Latest Blogs

Most have heard the expression ‘ethical hacking’ and understand it applies mainly to the penetration testing of systems to discover their vulnerabilities. For this blog, we are extending the phrase’s meaning to include friendly hacking for a better user experience.

As a consultant at CELCAT, my goal is to find ways to enhance the user experience without resorting to mainstream development.

An overlooked method of doing this is to use database triggers. Of course, whether you can utilise this or not will depend on the built-in error handling within the system; something CELCAT Timetabler does very well.

The Why?

In the case of CELCAT Timetabler, we generally have applications that employ error handling for the database part of an action. In most cases, a simple error message is displayed to the user. Ethically inserting a database trigger allows us to change this behaviour to the advantage of the user.

The How?

Using a database trigger allows us to capture the data before it hits the database and process it according to normal behaviour. In most cases, the trigger can block the action based on user defined parameters set within the trigger, causing a change in how the application handles the data and, when required, the message displayed to the user.

Want to have a go yourself? Did you know you can have as many CELCAT environments as you need at no extra cost? So, set up a test environment and TEST, TEST, TEST, and TEST again, before committing the trigger to production. Alternatively, you can ask us through our contact us page.

Examples
Over the past few months, we have gathered requirements from clients looking for changes to the standard behaviour of the CELCAT Attendance registers. Requirements included: • Enforcing the ‘Staff responsible’ field on the attendance register. • Restricting specific marks within the marking schema to specific staff. • Limiting the changes to a timetable to a specific user and within a specified period.

Here is what the trigger produces:
Example 1: Enforcing the ‘Staff responsible’ field on the attendance register. Standard behaviour, ‘Staff responsible’ field is not populated, register is marked and saved.

Modified behaviour using a database trigger.

Example 2: Restricting marking schema marks to specific staff.

Standard behaviour, all marks within the marking schema available to the marker without exception.

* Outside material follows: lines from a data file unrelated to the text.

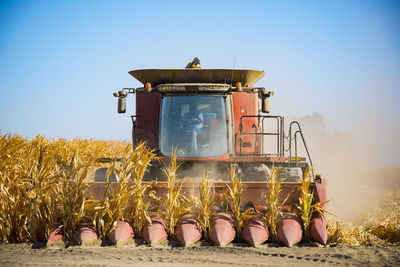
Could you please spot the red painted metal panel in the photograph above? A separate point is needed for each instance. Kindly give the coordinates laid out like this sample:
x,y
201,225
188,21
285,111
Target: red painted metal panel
x,y
147,118
246,103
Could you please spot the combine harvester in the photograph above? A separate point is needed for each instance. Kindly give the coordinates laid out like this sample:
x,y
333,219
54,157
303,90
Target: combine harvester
x,y
215,118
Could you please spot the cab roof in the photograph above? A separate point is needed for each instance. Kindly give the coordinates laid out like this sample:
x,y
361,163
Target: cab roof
x,y
222,76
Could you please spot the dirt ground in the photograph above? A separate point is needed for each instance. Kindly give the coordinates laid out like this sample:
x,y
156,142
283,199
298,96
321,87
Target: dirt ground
x,y
201,255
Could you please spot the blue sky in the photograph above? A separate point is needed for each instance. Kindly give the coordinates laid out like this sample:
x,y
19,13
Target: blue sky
x,y
60,61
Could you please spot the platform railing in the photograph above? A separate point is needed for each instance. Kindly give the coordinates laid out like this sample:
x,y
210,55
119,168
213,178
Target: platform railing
x,y
279,133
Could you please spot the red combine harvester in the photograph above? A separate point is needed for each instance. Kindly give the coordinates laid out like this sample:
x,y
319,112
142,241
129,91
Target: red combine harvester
x,y
215,118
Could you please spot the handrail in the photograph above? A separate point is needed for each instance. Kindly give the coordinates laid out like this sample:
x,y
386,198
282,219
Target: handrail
x,y
134,118
299,131
279,133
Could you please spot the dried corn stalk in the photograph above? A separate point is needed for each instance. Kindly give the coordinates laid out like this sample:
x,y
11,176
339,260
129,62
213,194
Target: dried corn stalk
x,y
308,206
173,204
233,195
274,205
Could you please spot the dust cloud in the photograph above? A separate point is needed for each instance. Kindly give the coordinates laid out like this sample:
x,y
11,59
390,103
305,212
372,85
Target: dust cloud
x,y
355,180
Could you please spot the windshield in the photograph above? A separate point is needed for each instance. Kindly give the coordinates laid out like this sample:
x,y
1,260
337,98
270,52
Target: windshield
x,y
195,125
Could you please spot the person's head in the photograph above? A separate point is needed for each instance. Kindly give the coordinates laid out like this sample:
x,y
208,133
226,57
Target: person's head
x,y
192,107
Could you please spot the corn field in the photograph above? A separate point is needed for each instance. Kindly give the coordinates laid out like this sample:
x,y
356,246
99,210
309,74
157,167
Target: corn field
x,y
44,182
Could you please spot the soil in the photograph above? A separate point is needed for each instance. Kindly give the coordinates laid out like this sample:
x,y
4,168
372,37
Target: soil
x,y
201,255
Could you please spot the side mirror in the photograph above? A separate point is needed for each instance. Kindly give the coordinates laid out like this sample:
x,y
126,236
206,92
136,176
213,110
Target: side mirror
x,y
265,95
121,101
265,104
121,105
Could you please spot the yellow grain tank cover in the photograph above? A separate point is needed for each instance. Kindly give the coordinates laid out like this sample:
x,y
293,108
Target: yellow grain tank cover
x,y
225,76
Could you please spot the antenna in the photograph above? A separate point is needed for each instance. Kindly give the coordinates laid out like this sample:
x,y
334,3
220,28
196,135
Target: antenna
x,y
233,69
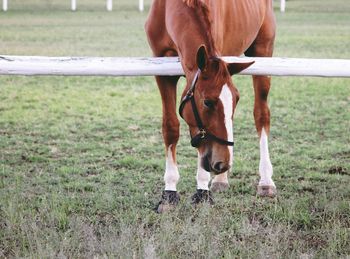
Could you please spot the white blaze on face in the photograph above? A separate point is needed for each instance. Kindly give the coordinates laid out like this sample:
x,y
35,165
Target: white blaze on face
x,y
171,176
226,99
203,177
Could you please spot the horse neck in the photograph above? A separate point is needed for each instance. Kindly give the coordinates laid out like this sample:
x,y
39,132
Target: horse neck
x,y
189,36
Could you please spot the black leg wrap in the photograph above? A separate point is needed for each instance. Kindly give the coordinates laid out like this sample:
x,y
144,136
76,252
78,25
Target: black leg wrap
x,y
202,196
169,200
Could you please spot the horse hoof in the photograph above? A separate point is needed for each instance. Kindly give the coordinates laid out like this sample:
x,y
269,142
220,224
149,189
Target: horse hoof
x,y
219,187
202,196
168,202
267,191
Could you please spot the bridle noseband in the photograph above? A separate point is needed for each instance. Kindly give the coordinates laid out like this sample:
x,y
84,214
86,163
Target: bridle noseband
x,y
202,132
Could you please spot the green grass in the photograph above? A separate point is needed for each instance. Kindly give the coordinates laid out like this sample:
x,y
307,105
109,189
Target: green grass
x,y
82,159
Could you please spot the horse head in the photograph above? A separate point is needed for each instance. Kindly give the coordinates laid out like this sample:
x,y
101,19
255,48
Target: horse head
x,y
208,104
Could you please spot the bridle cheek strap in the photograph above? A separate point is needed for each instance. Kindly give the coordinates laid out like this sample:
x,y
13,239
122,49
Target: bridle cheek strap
x,y
202,132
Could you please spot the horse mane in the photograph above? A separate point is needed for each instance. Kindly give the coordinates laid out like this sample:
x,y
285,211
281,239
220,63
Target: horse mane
x,y
204,17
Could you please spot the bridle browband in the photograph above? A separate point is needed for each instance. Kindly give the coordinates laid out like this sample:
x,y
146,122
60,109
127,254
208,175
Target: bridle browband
x,y
202,132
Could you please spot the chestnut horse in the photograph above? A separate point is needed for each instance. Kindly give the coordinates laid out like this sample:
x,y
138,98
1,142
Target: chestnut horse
x,y
199,31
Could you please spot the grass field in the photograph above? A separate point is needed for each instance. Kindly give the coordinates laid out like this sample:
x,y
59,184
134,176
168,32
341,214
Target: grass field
x,y
81,158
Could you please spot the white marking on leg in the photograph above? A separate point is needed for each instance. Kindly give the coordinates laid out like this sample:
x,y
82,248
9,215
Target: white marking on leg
x,y
226,99
171,176
265,166
221,178
203,176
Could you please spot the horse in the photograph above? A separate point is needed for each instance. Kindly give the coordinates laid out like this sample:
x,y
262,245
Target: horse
x,y
199,32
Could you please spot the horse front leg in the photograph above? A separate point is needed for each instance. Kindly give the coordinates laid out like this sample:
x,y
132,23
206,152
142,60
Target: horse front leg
x,y
266,186
203,194
170,130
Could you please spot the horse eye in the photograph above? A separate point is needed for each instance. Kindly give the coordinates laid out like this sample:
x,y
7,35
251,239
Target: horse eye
x,y
209,104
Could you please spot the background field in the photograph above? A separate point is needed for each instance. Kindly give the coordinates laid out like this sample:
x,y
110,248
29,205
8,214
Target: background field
x,y
81,159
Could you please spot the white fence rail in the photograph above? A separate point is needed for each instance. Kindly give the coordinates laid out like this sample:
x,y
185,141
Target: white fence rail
x,y
109,5
107,66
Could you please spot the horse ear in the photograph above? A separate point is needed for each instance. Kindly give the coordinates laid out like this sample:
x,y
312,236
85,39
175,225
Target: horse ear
x,y
235,68
202,58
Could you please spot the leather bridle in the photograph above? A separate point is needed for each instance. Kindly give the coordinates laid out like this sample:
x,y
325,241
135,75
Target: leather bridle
x,y
202,132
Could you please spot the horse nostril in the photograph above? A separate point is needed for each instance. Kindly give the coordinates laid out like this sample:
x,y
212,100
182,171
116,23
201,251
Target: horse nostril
x,y
220,167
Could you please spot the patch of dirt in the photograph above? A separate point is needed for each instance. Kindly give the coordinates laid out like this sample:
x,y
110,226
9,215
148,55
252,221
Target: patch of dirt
x,y
338,170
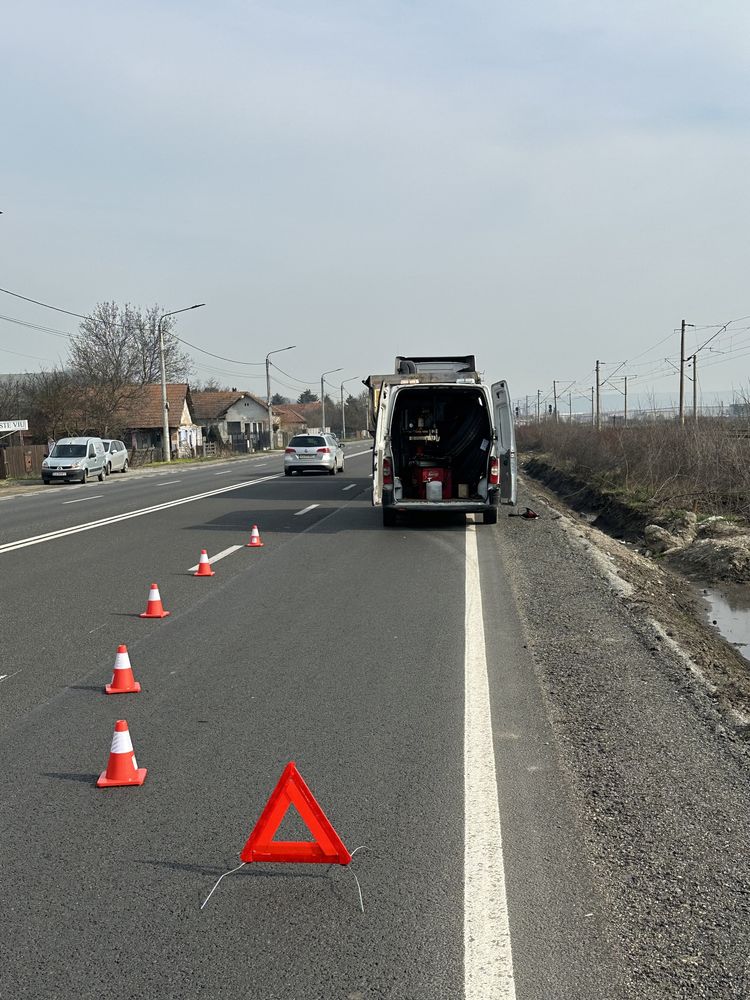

Modified behaviour using a database trigger. The staff are restricted from using the mark and the register cannot be saved.

You’ll know that, within CELCAT Timetabler, we have multiple applications available to complete the same tasks- including Windows, Web and Mobile. Because the modification using triggers is at the database (not application) level, we only apply the trigger once.

The Conclusion

Sadly, this won’t work everywhere and on every application- but where it does, database triggers are a beautiful (yet simple) answer to ethical hacking for the benefit of users. Functionality can be changed without the need to go back to our software supplier and request functional changes.